1. The propellers feathered at the same time the flaps were supposed to go to 30. It stretches my imagination a bit to assume an unscheduled feather to strike both engines right at this time, without autofeather armed and bypassing all the internal safety nets such as the mentioned lockout on the far engine.

2. Looking at the quadrant, not only are the flap lever and the condition levers right beside each other. Also, their respective position may well have been quite similar. I obviously stand to be corrected here, but I gathered that the condition levers are normally in "AUTO" in this flight phase - the flap lever was in position 15°, so they were rather adjacent to each other. Additionally, the required travel from 15° to 30° on the flap levers seems rather similar to the travel from AUTO to FTR on the condition levers.

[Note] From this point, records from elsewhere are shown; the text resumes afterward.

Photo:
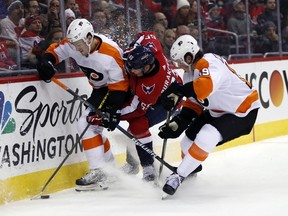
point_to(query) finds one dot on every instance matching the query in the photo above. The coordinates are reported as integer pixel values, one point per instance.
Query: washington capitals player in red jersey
(149, 75)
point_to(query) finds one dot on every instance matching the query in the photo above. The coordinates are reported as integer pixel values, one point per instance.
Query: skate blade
(164, 196)
(92, 187)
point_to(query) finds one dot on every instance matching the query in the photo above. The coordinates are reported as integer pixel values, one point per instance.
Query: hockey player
(149, 75)
(101, 61)
(230, 102)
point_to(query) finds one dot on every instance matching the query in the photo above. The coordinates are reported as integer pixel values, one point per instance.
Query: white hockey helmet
(79, 29)
(185, 44)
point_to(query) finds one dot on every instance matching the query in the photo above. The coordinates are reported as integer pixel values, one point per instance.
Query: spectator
(84, 7)
(29, 38)
(69, 16)
(120, 31)
(159, 30)
(255, 9)
(168, 40)
(285, 39)
(161, 18)
(99, 21)
(103, 6)
(11, 27)
(77, 11)
(269, 14)
(182, 30)
(6, 62)
(182, 14)
(69, 4)
(53, 15)
(54, 36)
(168, 7)
(32, 7)
(215, 20)
(238, 21)
(268, 42)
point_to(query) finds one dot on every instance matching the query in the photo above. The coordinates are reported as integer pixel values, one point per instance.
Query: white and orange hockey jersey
(103, 67)
(219, 88)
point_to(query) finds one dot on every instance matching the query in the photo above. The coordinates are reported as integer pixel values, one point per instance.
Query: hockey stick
(39, 195)
(125, 132)
(164, 143)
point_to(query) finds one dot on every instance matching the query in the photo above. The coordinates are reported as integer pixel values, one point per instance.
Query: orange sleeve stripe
(92, 142)
(106, 145)
(108, 49)
(246, 104)
(203, 86)
(197, 153)
(119, 86)
(196, 107)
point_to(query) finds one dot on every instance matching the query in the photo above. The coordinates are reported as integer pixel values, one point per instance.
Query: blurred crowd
(28, 27)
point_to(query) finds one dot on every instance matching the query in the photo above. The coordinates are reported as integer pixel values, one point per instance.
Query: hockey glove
(171, 96)
(174, 129)
(46, 70)
(111, 119)
(94, 119)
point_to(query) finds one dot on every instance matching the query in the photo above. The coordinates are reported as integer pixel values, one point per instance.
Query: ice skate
(131, 169)
(193, 174)
(172, 184)
(149, 173)
(95, 179)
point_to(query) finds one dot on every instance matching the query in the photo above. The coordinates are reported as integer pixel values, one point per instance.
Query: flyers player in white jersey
(220, 106)
(149, 75)
(101, 61)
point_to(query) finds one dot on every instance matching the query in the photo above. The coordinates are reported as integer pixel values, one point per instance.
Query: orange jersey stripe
(119, 86)
(109, 50)
(106, 145)
(246, 104)
(196, 107)
(92, 142)
(197, 152)
(203, 86)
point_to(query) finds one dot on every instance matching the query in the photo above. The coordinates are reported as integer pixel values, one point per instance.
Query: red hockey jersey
(147, 90)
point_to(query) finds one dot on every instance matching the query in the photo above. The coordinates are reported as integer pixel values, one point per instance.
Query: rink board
(45, 144)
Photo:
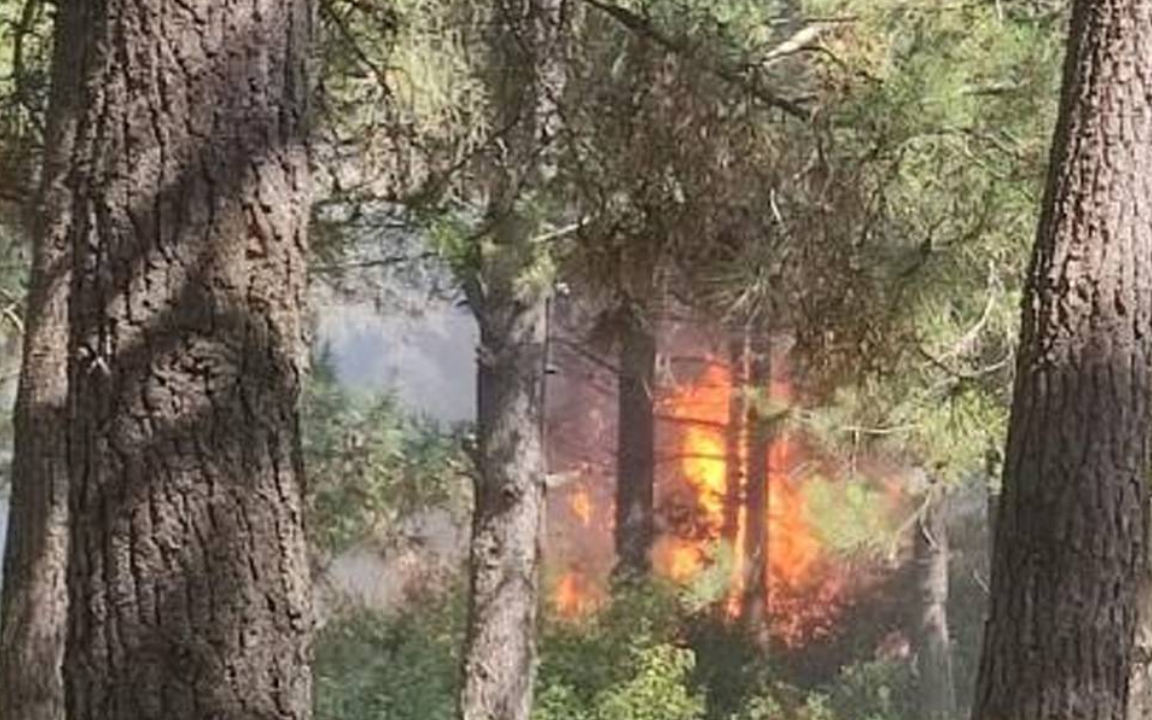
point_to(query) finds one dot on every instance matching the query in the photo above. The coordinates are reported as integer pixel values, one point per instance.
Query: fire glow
(702, 505)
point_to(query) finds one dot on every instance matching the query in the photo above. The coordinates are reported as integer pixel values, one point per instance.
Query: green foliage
(873, 690)
(371, 465)
(851, 516)
(402, 667)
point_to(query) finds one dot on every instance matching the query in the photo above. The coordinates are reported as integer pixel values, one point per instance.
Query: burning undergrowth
(775, 539)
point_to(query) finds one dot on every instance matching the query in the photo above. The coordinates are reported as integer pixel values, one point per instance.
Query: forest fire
(712, 515)
(798, 582)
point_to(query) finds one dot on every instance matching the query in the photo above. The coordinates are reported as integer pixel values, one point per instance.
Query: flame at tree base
(788, 575)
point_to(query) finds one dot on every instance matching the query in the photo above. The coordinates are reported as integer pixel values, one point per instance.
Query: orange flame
(580, 502)
(803, 586)
(576, 595)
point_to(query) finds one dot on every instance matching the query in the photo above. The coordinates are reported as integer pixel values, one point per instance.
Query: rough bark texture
(756, 601)
(1139, 705)
(33, 607)
(1070, 553)
(635, 446)
(933, 646)
(188, 577)
(509, 300)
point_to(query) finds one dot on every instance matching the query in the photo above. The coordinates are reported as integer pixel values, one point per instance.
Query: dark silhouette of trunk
(756, 601)
(635, 444)
(736, 438)
(933, 646)
(1070, 550)
(33, 607)
(510, 307)
(188, 202)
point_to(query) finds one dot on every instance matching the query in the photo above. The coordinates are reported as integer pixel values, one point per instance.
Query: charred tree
(509, 300)
(635, 444)
(736, 437)
(1070, 548)
(33, 606)
(756, 588)
(933, 644)
(187, 207)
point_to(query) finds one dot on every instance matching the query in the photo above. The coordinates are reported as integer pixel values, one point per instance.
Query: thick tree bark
(510, 301)
(507, 523)
(33, 607)
(1139, 706)
(635, 445)
(1070, 551)
(755, 604)
(933, 646)
(189, 203)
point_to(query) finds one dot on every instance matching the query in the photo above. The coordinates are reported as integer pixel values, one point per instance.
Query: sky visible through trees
(623, 360)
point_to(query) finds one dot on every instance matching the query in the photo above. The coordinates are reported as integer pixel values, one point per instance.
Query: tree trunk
(509, 298)
(933, 646)
(33, 606)
(736, 439)
(756, 606)
(1139, 706)
(507, 524)
(189, 202)
(635, 446)
(1070, 551)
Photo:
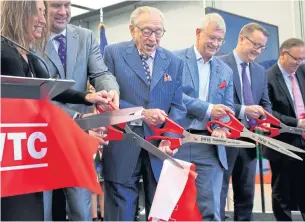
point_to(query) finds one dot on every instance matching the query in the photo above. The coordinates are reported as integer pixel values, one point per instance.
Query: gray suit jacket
(84, 61)
(196, 108)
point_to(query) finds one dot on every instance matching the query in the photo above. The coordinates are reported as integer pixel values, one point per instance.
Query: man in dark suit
(251, 98)
(206, 96)
(148, 76)
(73, 53)
(286, 84)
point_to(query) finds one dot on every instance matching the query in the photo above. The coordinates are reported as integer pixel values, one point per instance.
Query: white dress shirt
(239, 68)
(56, 43)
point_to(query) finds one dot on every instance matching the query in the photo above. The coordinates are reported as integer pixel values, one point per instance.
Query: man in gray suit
(207, 93)
(250, 98)
(149, 76)
(73, 53)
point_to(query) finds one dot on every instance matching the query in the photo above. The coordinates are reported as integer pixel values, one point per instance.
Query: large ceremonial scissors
(237, 130)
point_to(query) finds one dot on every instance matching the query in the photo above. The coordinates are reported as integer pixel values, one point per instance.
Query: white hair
(144, 9)
(212, 18)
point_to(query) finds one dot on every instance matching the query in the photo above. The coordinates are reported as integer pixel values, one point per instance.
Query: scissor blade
(294, 130)
(192, 138)
(287, 146)
(269, 143)
(150, 147)
(101, 120)
(123, 112)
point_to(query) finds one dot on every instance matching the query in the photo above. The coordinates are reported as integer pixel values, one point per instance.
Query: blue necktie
(247, 92)
(62, 49)
(146, 68)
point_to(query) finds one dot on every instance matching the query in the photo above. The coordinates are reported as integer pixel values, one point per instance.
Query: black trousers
(28, 207)
(288, 188)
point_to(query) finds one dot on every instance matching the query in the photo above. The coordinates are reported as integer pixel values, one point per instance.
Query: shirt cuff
(242, 112)
(208, 113)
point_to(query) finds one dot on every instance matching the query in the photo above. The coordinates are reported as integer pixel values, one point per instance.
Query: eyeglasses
(296, 59)
(146, 32)
(220, 41)
(256, 46)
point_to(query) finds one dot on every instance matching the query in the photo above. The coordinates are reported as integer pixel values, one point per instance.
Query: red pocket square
(222, 85)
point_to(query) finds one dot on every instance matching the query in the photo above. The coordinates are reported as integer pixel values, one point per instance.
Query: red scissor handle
(169, 127)
(113, 133)
(233, 125)
(268, 118)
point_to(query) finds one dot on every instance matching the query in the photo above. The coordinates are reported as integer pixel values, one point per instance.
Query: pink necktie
(298, 99)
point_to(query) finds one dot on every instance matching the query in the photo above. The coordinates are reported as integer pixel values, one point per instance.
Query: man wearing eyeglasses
(251, 98)
(207, 93)
(286, 83)
(148, 76)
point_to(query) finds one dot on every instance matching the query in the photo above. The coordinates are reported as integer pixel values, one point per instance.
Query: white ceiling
(93, 4)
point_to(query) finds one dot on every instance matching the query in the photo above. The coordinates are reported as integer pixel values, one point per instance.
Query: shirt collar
(53, 35)
(238, 59)
(198, 55)
(283, 71)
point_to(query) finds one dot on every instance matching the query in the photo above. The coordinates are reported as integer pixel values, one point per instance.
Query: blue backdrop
(234, 23)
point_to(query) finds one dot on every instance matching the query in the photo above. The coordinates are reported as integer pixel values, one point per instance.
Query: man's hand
(219, 111)
(154, 116)
(261, 129)
(99, 133)
(165, 147)
(220, 133)
(114, 97)
(254, 111)
(111, 96)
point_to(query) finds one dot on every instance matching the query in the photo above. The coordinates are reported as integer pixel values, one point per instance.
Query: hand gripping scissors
(238, 130)
(172, 127)
(122, 131)
(272, 120)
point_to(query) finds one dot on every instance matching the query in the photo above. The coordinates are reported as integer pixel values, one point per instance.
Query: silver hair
(212, 18)
(144, 9)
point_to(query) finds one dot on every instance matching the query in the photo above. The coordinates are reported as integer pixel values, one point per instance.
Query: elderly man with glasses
(286, 84)
(251, 98)
(207, 93)
(148, 76)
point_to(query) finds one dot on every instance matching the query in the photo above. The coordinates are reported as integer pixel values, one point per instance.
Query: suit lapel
(214, 76)
(282, 83)
(54, 58)
(132, 58)
(193, 69)
(161, 62)
(301, 79)
(255, 83)
(236, 78)
(72, 48)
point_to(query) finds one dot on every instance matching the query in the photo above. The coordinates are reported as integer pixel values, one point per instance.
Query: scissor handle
(175, 142)
(169, 127)
(113, 133)
(235, 127)
(268, 118)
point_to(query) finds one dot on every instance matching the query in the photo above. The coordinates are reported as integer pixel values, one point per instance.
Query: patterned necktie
(146, 68)
(247, 92)
(62, 49)
(298, 99)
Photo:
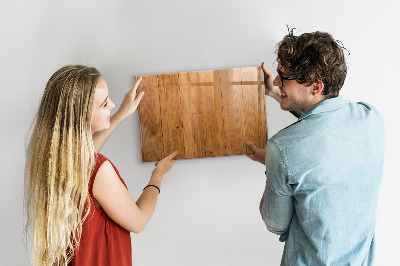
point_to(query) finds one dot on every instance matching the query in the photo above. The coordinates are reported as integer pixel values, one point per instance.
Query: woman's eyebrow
(104, 101)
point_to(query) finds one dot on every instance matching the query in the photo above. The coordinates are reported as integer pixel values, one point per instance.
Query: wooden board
(202, 114)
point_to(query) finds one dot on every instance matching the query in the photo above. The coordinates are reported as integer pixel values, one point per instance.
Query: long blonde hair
(59, 161)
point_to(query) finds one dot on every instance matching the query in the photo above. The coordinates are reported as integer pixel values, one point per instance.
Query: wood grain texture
(202, 114)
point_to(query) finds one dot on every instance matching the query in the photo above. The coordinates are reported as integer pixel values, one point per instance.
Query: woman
(78, 207)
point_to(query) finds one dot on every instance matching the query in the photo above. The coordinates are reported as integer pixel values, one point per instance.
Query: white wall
(208, 208)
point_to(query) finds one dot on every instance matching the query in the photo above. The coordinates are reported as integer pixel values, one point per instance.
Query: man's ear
(317, 88)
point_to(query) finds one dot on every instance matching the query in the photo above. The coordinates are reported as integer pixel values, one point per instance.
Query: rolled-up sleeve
(277, 209)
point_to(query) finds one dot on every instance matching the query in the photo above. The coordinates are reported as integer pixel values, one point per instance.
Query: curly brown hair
(314, 57)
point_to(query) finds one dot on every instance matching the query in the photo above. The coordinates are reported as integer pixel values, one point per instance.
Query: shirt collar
(325, 106)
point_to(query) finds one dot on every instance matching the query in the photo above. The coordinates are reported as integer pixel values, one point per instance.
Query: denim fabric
(323, 176)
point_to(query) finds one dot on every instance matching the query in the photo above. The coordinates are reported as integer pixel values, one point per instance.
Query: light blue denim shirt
(323, 176)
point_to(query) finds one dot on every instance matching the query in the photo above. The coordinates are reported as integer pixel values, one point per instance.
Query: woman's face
(102, 106)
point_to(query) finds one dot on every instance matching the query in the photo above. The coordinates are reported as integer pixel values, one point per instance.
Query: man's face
(294, 96)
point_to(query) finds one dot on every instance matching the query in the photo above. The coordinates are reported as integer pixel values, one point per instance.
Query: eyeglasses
(282, 78)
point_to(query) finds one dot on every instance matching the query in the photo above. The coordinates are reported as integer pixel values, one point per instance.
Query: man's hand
(258, 154)
(270, 89)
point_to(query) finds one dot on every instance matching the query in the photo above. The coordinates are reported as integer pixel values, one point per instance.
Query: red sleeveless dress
(103, 241)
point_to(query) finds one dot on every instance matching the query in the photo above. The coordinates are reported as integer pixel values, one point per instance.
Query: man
(323, 171)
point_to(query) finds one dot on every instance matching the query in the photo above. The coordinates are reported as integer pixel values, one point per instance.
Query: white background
(208, 208)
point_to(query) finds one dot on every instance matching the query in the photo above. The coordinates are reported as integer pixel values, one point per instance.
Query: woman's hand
(270, 89)
(258, 154)
(163, 166)
(131, 101)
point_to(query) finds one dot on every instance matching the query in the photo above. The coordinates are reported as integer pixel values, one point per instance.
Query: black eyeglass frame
(282, 78)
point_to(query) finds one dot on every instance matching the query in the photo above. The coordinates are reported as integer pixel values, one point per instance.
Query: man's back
(329, 165)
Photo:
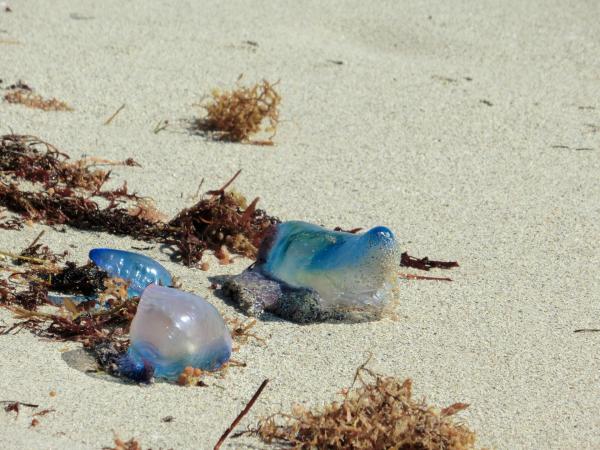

The haptic differences between two versus one lever and the very different unlatching actions seem to be the only remaining 2 cheese layers that prevent a misselection in a rather high-workload situation in which the often-performed selection may be performed without looking at what lever is being grabbed.

About the engines and their connection to the hydraulic pumps, as the question was asked: On a PW120, the hydraulic pump is mounted on the propeller reduction gear box along with the variable frequency AC generator and other things. The turbomachinery drives the DC starter generator that generally speaking provides the low(er) watt systems. If one propeller is feathered and the other is running, the good engine will provide power to the failed engines hydraulic system in some way (be it via an AC electric auxiliary pump or a unidirectional PTU), but with all engines feathered, hydraulics will generally end up unpressurised, whether or not the turbomachinery is still running.